リズムを与える役割としか思っていなかったのが、単独パートでコンサートが成立する事を知ってからは、人間の本能を揺さぶる重要な役割を持っていると認識している。全部で5ステージあったが、どれも素晴らしかった。涙が出るほどに感動した。
第2ステージのペアによるマリンバ演奏は、ギター2重奏の原曲が編曲されたもので奏法も難しかったと思われるが、編曲者本人も来場していて絶賛の評価を述べていた。最後はピアノと打楽器の協奏で、私は初めて聴くスタイルであったが、打楽器専攻の4回生同期4人の男女が学生生活最初で最後の同じステージでの演奏であると紹介されと余計力を入れて聴かせてもらった。同じ4回生のピアノ専攻生がジョイントし花を添える形となった。

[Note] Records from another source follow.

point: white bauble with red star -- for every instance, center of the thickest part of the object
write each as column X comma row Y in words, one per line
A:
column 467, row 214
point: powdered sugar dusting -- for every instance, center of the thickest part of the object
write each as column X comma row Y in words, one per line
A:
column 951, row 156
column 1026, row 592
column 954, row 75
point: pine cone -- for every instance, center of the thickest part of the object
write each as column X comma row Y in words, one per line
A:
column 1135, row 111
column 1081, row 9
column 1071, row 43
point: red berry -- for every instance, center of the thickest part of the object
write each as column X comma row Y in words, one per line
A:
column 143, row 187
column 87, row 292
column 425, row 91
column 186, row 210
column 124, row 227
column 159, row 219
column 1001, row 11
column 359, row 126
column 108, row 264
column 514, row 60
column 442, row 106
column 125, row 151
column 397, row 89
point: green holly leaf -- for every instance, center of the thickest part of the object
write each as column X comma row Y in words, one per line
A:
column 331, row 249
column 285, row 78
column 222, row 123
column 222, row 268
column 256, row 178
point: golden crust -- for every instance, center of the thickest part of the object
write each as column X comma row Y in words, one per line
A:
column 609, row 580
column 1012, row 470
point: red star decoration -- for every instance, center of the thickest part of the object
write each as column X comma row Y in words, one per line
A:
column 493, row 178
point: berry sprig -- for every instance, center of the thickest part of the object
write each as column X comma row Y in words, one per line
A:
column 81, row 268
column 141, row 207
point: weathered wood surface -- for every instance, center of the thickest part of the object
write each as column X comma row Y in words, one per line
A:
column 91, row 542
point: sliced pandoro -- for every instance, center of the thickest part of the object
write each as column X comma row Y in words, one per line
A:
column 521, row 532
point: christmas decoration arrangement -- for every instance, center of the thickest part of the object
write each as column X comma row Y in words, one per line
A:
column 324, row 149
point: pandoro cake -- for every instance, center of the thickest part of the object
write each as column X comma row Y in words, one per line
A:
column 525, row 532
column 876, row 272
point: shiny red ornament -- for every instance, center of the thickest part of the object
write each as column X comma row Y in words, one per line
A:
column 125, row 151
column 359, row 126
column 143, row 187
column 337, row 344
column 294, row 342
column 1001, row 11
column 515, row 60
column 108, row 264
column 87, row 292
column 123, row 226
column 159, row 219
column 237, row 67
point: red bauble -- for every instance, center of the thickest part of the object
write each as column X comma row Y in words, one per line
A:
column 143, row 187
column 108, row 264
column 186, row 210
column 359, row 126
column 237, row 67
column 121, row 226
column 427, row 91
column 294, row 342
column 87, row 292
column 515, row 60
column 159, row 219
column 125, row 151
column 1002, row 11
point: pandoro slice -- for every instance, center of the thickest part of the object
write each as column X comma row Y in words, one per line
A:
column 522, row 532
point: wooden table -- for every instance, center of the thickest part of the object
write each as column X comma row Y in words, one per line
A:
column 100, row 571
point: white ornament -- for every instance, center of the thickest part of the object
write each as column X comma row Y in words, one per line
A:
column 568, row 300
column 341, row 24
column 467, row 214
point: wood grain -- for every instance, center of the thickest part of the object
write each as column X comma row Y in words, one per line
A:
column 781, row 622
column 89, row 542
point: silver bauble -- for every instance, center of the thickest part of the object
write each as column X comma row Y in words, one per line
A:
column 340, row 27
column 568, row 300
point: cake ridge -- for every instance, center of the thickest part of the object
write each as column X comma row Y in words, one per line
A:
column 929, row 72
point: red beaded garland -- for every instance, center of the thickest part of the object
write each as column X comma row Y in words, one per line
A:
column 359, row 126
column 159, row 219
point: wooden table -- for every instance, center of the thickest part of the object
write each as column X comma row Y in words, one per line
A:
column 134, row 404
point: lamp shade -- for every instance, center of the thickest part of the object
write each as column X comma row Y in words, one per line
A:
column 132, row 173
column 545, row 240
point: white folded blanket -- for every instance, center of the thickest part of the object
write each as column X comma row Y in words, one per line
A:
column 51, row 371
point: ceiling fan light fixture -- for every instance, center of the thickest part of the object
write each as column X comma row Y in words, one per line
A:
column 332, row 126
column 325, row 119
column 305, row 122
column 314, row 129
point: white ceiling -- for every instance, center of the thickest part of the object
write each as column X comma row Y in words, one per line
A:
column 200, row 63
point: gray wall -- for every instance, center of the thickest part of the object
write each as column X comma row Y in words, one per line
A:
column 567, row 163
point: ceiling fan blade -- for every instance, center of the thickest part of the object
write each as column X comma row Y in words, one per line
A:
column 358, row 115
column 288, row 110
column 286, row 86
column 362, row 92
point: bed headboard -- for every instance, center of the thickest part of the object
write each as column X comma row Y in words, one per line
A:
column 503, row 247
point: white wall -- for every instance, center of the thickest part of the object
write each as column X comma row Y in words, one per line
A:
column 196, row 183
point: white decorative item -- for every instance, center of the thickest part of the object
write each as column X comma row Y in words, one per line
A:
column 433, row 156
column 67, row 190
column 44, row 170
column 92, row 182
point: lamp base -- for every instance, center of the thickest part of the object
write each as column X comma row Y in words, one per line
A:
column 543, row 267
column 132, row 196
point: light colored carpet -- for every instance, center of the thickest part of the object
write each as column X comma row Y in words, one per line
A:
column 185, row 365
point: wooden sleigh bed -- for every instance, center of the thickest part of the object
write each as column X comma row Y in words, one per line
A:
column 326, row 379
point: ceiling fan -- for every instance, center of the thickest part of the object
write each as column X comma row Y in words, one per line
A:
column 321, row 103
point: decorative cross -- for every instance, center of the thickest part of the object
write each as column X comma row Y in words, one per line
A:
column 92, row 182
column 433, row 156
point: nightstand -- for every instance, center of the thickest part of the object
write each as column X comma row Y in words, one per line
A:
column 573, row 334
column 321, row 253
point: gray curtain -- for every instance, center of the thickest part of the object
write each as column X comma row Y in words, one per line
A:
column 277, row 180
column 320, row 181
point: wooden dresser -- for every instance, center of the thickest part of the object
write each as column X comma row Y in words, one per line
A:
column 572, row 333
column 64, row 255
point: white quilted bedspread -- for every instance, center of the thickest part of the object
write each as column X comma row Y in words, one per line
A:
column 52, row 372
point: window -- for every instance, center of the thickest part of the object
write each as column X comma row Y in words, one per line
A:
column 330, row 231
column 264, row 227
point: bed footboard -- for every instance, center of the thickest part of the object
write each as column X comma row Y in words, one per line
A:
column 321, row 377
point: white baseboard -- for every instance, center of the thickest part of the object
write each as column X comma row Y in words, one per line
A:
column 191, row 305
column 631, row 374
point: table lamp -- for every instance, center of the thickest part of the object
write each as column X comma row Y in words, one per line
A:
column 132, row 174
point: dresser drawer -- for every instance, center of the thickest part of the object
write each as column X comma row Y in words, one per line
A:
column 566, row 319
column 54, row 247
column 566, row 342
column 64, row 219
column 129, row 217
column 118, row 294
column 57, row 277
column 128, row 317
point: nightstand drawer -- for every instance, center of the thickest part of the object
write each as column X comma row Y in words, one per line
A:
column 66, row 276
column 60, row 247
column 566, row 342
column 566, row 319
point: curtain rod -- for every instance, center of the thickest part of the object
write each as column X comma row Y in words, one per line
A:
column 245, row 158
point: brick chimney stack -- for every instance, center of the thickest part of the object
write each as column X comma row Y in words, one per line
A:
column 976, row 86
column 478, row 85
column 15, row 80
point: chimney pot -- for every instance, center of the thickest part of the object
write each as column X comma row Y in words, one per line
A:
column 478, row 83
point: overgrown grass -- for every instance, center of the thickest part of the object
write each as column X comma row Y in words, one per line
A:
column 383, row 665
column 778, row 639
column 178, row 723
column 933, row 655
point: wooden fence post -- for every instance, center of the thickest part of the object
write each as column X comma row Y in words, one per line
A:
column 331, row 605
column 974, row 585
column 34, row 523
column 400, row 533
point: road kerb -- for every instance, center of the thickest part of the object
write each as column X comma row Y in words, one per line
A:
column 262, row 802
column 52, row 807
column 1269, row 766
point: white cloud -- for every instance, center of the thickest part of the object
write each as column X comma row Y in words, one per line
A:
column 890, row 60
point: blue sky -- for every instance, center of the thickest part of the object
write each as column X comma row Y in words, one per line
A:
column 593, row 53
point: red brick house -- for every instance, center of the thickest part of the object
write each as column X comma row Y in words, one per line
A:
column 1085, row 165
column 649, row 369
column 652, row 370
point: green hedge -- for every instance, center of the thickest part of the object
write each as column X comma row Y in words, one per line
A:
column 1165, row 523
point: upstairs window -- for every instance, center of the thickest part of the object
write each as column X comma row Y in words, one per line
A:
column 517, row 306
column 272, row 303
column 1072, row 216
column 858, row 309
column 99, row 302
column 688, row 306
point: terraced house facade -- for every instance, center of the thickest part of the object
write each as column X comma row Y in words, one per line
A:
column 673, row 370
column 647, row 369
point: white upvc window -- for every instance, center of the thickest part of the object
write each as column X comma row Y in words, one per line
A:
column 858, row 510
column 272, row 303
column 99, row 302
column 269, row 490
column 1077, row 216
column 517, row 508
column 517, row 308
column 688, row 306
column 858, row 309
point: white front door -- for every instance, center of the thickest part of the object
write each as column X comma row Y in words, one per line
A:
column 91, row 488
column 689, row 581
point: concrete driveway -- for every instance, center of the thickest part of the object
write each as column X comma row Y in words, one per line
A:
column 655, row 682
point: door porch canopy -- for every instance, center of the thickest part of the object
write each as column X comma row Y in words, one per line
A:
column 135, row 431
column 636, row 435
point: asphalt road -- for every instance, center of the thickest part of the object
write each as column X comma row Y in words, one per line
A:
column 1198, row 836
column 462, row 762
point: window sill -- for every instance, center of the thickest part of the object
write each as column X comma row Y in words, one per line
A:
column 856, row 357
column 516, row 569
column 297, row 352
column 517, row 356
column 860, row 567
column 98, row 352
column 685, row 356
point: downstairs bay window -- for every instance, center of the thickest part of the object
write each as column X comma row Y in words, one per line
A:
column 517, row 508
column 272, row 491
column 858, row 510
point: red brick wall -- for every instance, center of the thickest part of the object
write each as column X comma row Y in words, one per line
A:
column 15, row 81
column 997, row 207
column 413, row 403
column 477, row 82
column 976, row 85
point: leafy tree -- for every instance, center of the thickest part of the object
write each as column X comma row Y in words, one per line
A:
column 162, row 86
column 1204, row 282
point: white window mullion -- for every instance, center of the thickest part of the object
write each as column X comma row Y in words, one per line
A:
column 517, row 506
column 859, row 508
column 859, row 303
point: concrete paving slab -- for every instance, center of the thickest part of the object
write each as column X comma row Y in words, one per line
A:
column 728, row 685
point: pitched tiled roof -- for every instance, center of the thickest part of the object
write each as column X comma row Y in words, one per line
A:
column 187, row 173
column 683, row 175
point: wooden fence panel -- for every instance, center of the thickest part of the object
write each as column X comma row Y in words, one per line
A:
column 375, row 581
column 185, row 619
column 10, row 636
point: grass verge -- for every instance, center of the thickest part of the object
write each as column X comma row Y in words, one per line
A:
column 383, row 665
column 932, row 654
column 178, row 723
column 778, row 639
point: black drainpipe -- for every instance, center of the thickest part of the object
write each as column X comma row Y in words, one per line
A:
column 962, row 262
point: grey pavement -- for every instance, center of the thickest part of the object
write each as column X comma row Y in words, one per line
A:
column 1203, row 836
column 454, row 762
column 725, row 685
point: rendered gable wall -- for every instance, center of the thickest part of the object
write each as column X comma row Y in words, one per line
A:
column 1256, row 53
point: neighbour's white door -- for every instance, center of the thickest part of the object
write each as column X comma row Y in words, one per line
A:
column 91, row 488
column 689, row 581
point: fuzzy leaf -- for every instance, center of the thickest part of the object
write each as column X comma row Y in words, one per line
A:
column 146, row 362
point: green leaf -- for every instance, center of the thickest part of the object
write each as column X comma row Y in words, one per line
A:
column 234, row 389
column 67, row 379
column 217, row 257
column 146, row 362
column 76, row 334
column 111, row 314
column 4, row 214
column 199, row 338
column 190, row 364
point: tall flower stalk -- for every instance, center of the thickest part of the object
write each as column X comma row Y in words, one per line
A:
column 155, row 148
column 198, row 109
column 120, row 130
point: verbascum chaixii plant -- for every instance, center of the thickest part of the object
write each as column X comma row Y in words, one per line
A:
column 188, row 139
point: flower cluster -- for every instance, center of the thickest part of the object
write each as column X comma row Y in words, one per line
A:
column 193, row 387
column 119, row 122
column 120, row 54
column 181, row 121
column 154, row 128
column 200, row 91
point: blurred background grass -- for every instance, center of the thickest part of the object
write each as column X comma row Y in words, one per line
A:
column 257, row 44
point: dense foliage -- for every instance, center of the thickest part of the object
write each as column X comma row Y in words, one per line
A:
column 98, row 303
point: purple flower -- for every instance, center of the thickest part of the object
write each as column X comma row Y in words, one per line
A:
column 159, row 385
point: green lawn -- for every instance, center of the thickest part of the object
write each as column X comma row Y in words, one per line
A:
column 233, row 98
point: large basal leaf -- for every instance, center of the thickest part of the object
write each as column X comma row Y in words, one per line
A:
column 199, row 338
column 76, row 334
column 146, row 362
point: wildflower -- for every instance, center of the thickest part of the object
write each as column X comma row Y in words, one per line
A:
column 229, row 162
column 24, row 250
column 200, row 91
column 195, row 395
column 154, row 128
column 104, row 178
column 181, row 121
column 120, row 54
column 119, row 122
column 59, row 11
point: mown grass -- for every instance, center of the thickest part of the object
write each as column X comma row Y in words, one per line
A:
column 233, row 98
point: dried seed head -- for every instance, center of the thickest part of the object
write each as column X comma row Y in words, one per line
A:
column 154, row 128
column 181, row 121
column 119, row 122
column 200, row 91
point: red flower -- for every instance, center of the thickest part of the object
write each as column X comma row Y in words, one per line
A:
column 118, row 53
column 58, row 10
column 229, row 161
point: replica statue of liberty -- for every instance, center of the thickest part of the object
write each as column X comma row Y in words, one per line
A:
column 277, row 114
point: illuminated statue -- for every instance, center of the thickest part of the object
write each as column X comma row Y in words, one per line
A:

電気的な音を作っての演奏もあり楽しいコンサートを学生は演出してくれた。舞台背景にカラーグラデーションで雰囲気を出したり、一寸とした工夫の衣装で観客の印象を変えたりと演奏以外の彼らの準備努力を伺わせ感銘を受けた。
2時間のコンサートはアンコールもあり、カーテンコールもありで華々しく終演した。今まで見てきた打楽器コンサートでは、最良の内容であったと感動したのはきっと私だけではない筈である。魂を揺さぶってくれたPercussionパートの学生君、今夜は有難う!